On Mon, May 4, 2020 at 11:06 AM Tomas Tomecek ttomecek@redhat.com wrote:
Let’s talk about dist-git, as a place where we work. For us, packagers, it’s a well-known place. Yet for newcomers, it may take a while to learn all the details. Even though we operate with projects in a dist-git repository, the layout doesn’t resemble the respective upstream project.
There is a multitude of tasks we tend to perform in a dist-git repo:
- Bumping a release field for sake of a rebuild.
- Updating to the latest upstream release.
- Resolving CVEs.
- Fixing bugs by…
- Changing a spec file.
- Pulling a commit from upstream.
- Or even backporting a commit.
- And more...
For some tasks, the workflow is just fine and pretty straightforward. But for the other, it’s very gruesome - the moment you need to touch patch files, the horror comes in. The fact that we operate with patch files, in a git repository, is just mind-boggling to me.
Luckily, we have tooling which supports the repository layout - `fedpkg prep`, `srpm` or `mockbuild` are such handy commands - you can easily inspect the source tree or make sure your local change builds.
Where am I getting with this?
Over the years there have been multiple tools created to improve the development experience: rdopkg [r], rpkg-util [ru], tito [t] and probably much much more (e.g. the way Fedora kernel developers work on kernel [k]).
In the packit project, we work in source-git repositories. These are pretty much upstream repositories combined with Fedora downstream packaging files. An example: I recently added a project called nyancat [n] to Fedora. I have worked [w] on packaging the project in the GitHub repo and then just pushed the changes to dist-git using packit tooling. These source-git repositories can live anywhere: we have support for GitHub right now and are working on supporting pagure.
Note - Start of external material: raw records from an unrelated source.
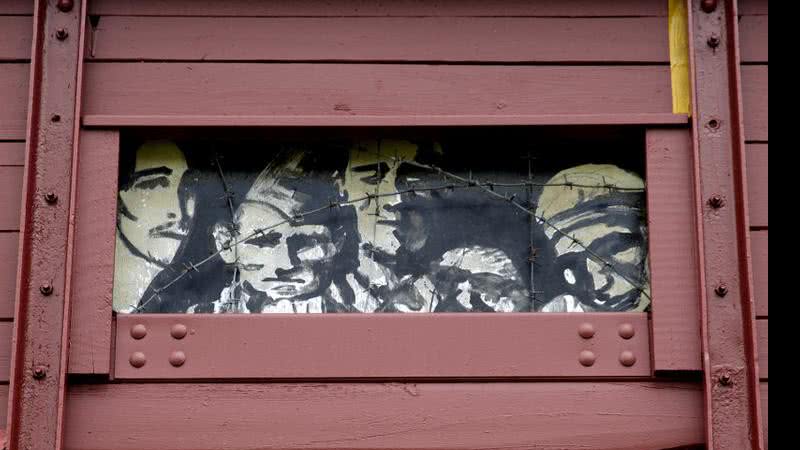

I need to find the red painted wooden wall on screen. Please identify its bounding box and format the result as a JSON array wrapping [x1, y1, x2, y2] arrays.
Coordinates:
[[0, 0, 767, 448]]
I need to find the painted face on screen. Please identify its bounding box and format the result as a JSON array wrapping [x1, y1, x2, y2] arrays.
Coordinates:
[[433, 246, 530, 312], [118, 141, 193, 267], [342, 140, 418, 255], [221, 201, 337, 301]]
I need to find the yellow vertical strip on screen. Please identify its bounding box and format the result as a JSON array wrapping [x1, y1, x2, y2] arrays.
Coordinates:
[[669, 0, 692, 115]]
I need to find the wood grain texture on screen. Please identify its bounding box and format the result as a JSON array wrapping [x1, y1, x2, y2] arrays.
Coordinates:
[[90, 16, 669, 63], [739, 15, 768, 63], [752, 231, 768, 317], [0, 233, 20, 319], [757, 319, 768, 380], [82, 63, 675, 125], [0, 0, 31, 15], [0, 16, 31, 61], [0, 322, 11, 382], [0, 64, 29, 140], [68, 131, 119, 375], [0, 167, 23, 231], [761, 382, 768, 449], [645, 128, 702, 372], [746, 143, 768, 227], [742, 65, 768, 142], [65, 381, 703, 450], [115, 314, 651, 379], [0, 142, 25, 166], [88, 0, 667, 17]]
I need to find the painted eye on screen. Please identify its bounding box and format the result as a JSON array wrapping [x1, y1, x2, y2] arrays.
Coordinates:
[[245, 231, 282, 248], [133, 175, 170, 190]]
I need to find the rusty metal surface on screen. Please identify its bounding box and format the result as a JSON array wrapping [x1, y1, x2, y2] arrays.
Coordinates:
[[5, 0, 87, 448], [688, 0, 764, 448]]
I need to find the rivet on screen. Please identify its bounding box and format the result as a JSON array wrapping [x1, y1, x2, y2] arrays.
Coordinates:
[[707, 118, 721, 130], [715, 283, 729, 297], [39, 282, 53, 296], [170, 323, 188, 340], [578, 350, 596, 367], [719, 373, 733, 386], [130, 324, 147, 340], [618, 323, 635, 340], [578, 323, 595, 339], [129, 351, 146, 368], [708, 195, 725, 209], [56, 0, 74, 12], [701, 0, 718, 13], [32, 366, 47, 380], [619, 351, 637, 367], [707, 34, 720, 48], [55, 28, 69, 41], [169, 350, 186, 367], [50, 114, 61, 122], [44, 192, 58, 204]]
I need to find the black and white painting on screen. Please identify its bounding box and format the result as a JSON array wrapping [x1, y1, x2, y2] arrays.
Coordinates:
[[113, 129, 651, 314]]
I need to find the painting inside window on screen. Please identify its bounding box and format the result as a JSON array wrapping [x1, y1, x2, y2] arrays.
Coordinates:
[[113, 128, 651, 314]]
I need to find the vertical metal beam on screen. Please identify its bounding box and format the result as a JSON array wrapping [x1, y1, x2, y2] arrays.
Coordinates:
[[687, 0, 764, 448], [6, 0, 87, 448]]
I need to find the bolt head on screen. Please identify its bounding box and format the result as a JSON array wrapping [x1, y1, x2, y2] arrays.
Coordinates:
[[130, 324, 147, 340], [50, 114, 61, 123], [170, 323, 188, 340], [578, 350, 596, 367], [619, 351, 637, 367], [55, 28, 69, 41], [701, 0, 718, 13], [618, 323, 636, 340], [707, 34, 720, 48], [56, 0, 74, 12], [129, 352, 146, 368], [715, 284, 729, 297], [578, 323, 595, 339], [39, 282, 53, 296], [169, 350, 186, 367], [32, 366, 47, 380], [44, 192, 58, 204], [708, 195, 725, 209], [719, 373, 733, 386]]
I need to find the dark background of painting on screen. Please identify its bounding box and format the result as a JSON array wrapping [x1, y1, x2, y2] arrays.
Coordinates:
[[120, 126, 647, 312]]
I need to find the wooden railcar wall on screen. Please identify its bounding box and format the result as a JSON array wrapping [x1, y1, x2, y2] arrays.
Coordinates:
[[0, 0, 766, 448]]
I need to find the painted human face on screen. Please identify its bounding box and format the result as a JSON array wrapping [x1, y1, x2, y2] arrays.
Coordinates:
[[548, 209, 648, 312], [342, 140, 418, 255], [221, 201, 337, 301], [118, 141, 193, 267], [433, 246, 530, 312]]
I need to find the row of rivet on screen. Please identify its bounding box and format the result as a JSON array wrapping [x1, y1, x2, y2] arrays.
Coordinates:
[[129, 323, 188, 368], [578, 322, 637, 367]]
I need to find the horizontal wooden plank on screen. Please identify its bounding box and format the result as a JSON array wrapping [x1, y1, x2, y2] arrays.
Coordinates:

Would there be an interest within the community, as opt-in, to have such source-git repositories created for respective dist-git repositories? The idea is that you would work in the source-git repo and then let packit handle synchronization with a respective dist-git repo. Our aim is to provide the contribution experience you have in GitHub when working on your packages. Dist-git would still be the authoritative source and a place where official builds are done - the source-git repo would work as a way to collaborate. We also don’t have plans right now to integrate packit into fedpkg.
The main reason I am sending this is to gather feedback from all of you whether there is an interest in such a workflow. We don’t have concrete plans for Fedora right now but based on your feedback we could.
Hello Tomas,
I have a fair bit of experience with operating in both so-called "source-git" and "dist-git" workflows. I've known them by the names of "merged-source" and "split-source" trees respectively, so forgive me if I use that terminology, since it makes conveying the point a bit easier.
In the merged-source world, the packaging is an aspect of managing the software codebase. This is common in Debian and ALT Linux, where the standard practice with their tooling is to fork the codebase and integrate the packaging files into the tree. Changes then are managed as part of evolving the sources, and packaging is mainly touched when preparing to push to build. And for $DAYJOB, I've implemented this model for software that $DAYJOB makes (we use the split-source model for stuff we didn't write).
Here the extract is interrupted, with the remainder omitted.